Coined in 2009, nomophobia is short for “no mobile phone phobia,” an irrational fear of not having your phone.

“It’s anxiety about being out of touch, … about not being able to access your virtual world,” said Larry D. Rosen, professor emeritus at the California State University at Dominguez Hills, who has been studying the psychological effects of technology since the mid-1980s. “And we all have it, by the way. It hasn’t escaped anybody of any age.”

Rosen said that, for many people, being on a plane has meant being out of touch, “and being out of touch is not comfortable.”

That might be withdrawal. Lembke said research clearly shows we’re stimulated by screens in a way “that’s akin to the way that we’re stimulated by intoxicants, like drugs and alcohol.”

“Frequency and quantity matters,” she added. “The more we use, the more we change our brains, the more we become anxious, dysphoric, irritable, distracted and the more we need to use over time in order to not feel good, but just level the balance or achieve baseline healthy dopamine firing.”

Once we land, we’ll use our phones to find our AirTagged luggage, to find our hotel, to open our hotel rooms with mobile keys, to hail a ride to dinner, to look at the restaurant menu — all of which are genuinely helpful uses.

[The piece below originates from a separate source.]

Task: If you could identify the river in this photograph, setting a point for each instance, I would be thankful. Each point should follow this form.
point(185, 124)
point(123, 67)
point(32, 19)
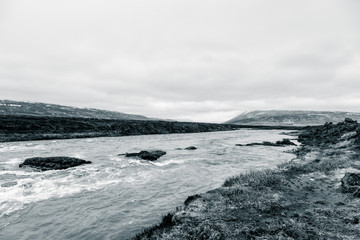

Hope for a disconnected future

With the astronomic amount of time we spend on our phones for travel and our daily lives, are we doomed to never disconnect? Not quite.

“In the context of our culture, the possibility of being constantly connected is so new,” said Jonathan Malesic, journalist and author of “The End of Burnout.”

Malesic reminds us that most adults have a living memory of what it was like to live without mobile devices. Yes, we can disconnect, but “we just have to try a lot harder,” he said. “And there are a lot of forces pushing us toward constant connection. But it can be done.”

In her book “Dopamine Nation: Finding Balance in the Age of Indulgence,” Lembke makes a case for “self-binding” strategies to have a better chance at fighting the allure of our devices. They can be mental boundaries we set, such as limiting internet use to two hours a day, or physical ones, such as storing your phone in your carry-on.

Bad or expensive WiFi was a barrier we didn’t realize we needed. Now we need to come up with our own barriers.

Lembke hopes that, as we begin to appreciate the dark sides to our relationship with technology, we begin to create new digital etiquette with intention.

“Carve out spaces that don’t involve devices and that are sacred,” she said. “Spaces where people come together without devices and do that intentionally and appreciate the need for that.”

In the meantime, if you’re worried about getting called out for unplugging from the internet during your flight, Leff has a solution that should buy you a couple of years: “Tell them it wasn’t working on the flight.”